How do you send transactional email with Postmark in 2026?
Quick Answer: As of April 2026, sending transactional email with Postmark requires creating a Server (per-app isolation), generating an API token, verifying a sender domain with DKIM and Return-Path, and posting to the `/email` or `/email/withTemplate` endpoint via the Postmark REST API or one of the official SDKs (Node, Ruby, Python, .NET, PHP, Go).
Sending Transactional Email With Postmark
Postmark separates transactional and broadcast streams to protect deliverability. As of April 2026, a typical setup takes under an hour.
Step 1 — Create a Server
A Server is Postmark's per-app isolation boundary. In the Postmark dashboard, click "Create Server", name it (e.g., "production-api"), and copy the Server API Token from Settings.
Step 2 — Verify a Sender Signature or Domain
For production, verify a domain rather than a single email address:
- Add the domain in Postmark → Sender Signatures → Add Domain
- Add the DKIM TXT record provided by Postmark
- Add the Return-Path CNAME for SPF alignment
- Wait for DNS propagation; status flips to "Verified"
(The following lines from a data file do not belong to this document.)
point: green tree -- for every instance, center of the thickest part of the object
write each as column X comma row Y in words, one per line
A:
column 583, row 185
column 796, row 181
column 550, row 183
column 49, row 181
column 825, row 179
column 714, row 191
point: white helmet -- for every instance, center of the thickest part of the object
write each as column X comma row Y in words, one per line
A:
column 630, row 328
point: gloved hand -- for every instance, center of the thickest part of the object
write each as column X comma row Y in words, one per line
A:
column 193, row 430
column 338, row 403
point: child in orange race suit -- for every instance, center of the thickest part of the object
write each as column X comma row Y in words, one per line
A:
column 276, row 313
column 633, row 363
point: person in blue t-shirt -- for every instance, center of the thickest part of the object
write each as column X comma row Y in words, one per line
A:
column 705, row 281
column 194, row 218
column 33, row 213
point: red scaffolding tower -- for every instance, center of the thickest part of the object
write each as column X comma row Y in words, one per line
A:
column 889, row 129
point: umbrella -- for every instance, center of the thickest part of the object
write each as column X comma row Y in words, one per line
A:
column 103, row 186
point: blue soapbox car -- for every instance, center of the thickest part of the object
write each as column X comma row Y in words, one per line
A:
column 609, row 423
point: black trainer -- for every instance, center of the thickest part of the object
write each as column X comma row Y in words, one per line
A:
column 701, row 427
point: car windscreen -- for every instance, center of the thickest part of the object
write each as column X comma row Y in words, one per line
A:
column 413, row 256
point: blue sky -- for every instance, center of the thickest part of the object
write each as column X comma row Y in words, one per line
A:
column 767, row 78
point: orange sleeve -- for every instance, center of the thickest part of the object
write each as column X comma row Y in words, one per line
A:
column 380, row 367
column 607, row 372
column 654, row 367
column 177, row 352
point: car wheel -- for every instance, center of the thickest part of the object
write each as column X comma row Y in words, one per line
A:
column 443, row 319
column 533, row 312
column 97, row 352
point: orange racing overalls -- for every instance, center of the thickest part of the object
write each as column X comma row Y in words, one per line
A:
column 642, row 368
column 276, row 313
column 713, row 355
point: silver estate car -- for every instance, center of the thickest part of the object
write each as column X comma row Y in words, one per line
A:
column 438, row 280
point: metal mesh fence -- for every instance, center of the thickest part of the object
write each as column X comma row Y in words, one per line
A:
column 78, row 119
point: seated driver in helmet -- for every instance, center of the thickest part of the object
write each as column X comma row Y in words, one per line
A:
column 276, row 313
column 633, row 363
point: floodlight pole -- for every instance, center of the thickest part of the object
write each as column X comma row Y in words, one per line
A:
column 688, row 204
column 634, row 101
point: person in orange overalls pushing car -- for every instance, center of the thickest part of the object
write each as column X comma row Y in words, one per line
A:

Step 3 — Send via API or SDK
Direct REST call:
curl -X POST https://api.postmarkapp.com/email \
-H "X-Postmark-Server-Token: $TOKEN" \
-d '{"From":"[email protected]","To":"[email protected]","Subject":"Hi","TextBody":"Welcome"}'
Or use the Node SDK:
const postmark = require("postmark");
const client = new postmark.ServerClient(process.env.POSTMARK_TOKEN);
await client.sendEmail({ From: "[email protected]", To: "[email protected]", Subject: "Hi", TextBody: "Welcome" });
Step 4 — Add Templates and Streams
For repeated emails, create Templates with handlebars-style variables and call sendEmailWithTemplate. Use the default "outbound" stream for transactional and create separate "broadcast" streams for marketing — Postmark enforces this separation to maintain deliverability.